The first confusing thing is that they both seem to define a protocol. Is this redundant?

For lwip, to set up a tcp connection, one creates a "Protocol Control Block" (PCB). This is defined by the local IP address and a port. That seems to make sense - this PCB listens on the specified port. How does the URI scheme play into this then? Does this PCB receive any uri scheme? I also don't see the URI scheme being passed to the callback function for receiving packets.

How does this work if I want to change protocols - for example upgrade an HTTP connection into a Websocket connection? If the intial handshake is done over HTTP: port 80, then how are further communications done over WS: port X?

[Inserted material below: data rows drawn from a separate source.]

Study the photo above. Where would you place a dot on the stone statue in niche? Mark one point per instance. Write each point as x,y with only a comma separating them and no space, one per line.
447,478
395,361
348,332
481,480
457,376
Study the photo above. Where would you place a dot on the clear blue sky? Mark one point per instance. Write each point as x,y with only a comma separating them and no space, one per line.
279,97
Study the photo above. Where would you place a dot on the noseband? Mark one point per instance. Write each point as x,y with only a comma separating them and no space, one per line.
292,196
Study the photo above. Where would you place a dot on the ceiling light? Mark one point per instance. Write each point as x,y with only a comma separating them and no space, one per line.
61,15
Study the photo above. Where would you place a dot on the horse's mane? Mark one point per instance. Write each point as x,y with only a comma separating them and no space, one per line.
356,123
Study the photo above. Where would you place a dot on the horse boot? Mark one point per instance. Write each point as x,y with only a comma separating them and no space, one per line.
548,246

As an example, here is the function signature for binding a PCB in lwip (in C code):

tcp_bind(struct tcp_pcb *pcb, struct ip_addr *ipaddr, u16_t port)

This binds the PCB to an IP address and port number. However, the URI scheme is not specified. Therefore, I would assume the PCB is agnostic to the URI scheme. If we look at the callback prototype for receiving packets:

err_t (* accept)(void *arg, struct tcp_pcb *newpcb, err_t err)

Again, the URI scheme does not appear. I also have source code for an implementation of an HTTP server using lwip. Nowhere does the URI scheme appear. So then how are different URI schemes handled by the IP stack? I cannot find where it is even passed as an argument into callbacks for handling IP traffic. I think I must be missing something fundamental then.

Any help is appreciated!

mhe

Posted 2014-04-23T02:59:05.583

Reputation: 13

Answers

0

TCP is a generic stream protocol for in-order reliable data delivery between two endpoints in an IP network like the Internet.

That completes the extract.